In Loveliness of Perfect Deeds est aussi une invitation à la réinterprétation de ce qui façonne la vie en société. « J’ai beaucoup pensé au sourire en tant que platitude à double sens », relate Chloe Wise. Pour elle, les interactions, dont le sourire fait partie, sont en effet un code de conduite auquel on adhère implicitement et qu’elle a choisi d’éclater par la répétition, jusqu’à en devenir « un signifiant vide de sens ». Son installation conçue avec 120 paillassons, et qui prend la forme d’un salon enfoncé, fonctionne également selon ce schéma. « C’est un bienvenue qui veut absolument tout dire, sauf bienvenue. »

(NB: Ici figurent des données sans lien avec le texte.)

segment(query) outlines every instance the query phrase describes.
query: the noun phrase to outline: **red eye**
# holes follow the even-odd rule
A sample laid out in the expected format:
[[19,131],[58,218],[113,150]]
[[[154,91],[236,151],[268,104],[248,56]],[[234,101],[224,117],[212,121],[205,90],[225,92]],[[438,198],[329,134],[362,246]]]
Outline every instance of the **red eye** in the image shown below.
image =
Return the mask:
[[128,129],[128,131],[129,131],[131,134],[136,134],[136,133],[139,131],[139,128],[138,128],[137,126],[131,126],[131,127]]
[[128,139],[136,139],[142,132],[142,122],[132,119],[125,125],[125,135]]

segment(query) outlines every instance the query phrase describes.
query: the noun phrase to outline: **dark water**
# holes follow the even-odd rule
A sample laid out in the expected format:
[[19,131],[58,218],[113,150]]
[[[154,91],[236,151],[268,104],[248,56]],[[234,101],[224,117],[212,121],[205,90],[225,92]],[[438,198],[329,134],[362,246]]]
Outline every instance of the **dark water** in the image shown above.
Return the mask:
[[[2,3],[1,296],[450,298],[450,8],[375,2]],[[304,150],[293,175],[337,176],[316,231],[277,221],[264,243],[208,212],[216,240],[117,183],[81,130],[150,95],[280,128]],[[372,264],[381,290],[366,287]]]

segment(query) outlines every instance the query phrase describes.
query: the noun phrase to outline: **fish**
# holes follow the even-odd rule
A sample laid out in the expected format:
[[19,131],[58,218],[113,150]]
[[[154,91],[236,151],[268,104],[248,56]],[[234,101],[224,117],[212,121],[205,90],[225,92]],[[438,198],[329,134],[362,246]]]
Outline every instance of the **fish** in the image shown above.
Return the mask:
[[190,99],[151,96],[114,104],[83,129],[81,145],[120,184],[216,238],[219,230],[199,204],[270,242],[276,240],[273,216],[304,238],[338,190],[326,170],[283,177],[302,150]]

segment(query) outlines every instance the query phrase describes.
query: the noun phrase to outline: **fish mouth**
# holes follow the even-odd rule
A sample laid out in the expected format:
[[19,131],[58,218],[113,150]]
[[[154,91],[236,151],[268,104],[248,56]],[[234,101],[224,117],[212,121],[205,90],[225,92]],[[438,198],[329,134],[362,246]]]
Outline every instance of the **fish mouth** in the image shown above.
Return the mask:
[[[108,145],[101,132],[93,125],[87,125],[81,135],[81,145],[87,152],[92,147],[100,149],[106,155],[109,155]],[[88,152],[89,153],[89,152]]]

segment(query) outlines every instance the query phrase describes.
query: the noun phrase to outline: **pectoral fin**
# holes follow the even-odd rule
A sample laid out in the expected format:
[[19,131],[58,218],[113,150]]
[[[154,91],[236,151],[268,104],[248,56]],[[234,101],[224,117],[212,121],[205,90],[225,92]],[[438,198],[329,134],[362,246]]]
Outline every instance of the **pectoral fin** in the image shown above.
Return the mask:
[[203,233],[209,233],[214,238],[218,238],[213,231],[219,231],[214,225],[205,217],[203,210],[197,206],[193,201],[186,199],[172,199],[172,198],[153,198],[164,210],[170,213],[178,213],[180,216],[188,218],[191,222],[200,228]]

La sérialité des visages et des paillassons convie donc le spectateur dans un endroit perçu, à tort, comme confortable et relaxant. « Toutes ces choses que l’on pense normales sont en réalité là pour contourner l’abjection, le chaos et l’altérité. Nous ne remettons presque jamais en question ce système », regrette l’artiste, qui s’amuse par conséquent à déstabiliser l’ordre établi grâce à une réputation sarcastique, que ses quelques centaines de milliers d’abonnés Instagram lui connaissent.
Persona et fil d’actualité
« Les réseaux sociaux ? Je ne sais pas de quoi vous parlez ! » répond une Chloe Wise plus ironique que jamais quand vient le temps d’évoquer sa présence en ligne. Cette question inévitable et récurrente impatiente l’artiste. « Plus on répète une platitude, plus elle perd son sens. C’est la quintessence des réseaux sociaux, fait-elle remarquer. Je publie des photos de mes chats et de mes tableaux, et puis je me déconnecte. À force d’utiliser les réseaux sociaux, nous les avons, à leur tour, détournés de leur sens initial. »
Que certains pensent que son œuvre s’inscrit dans une esthétique imaginée pour les réseaux sociaux, cela montre à quel point ceux-ci sont devenus la norme, estime-t-elle. « Cela en dit beaucoup sur notre compréhension des technologies. Le fait que mes portraits soient lus de cette façon n’a rien à voir avec un choix artistique. Cela appartient au visiteur », confie Chloe Wise, qui croit que le recadrage est le langage de la peinture propre à 2022.
Son bon usage des couleurs complémentaires, « une pratique pourtant simple et indéniablement le point fort des millénariaux », pourrait aussi expliquer l’aspect « réseau social » du travail de Chloe Wise. « C’est ennuyeux à quel point mes tableaux sont traditionnels ! Il n’y a pas d’illusion, pas d’algorithme… » souligne enfin l’artiste, avec autodérision.
Le vernissage de l’exposition In Loveliness of Perfect Deeds de Chloe Wise aura lieu le 28 mai à la galerie Blouin Division.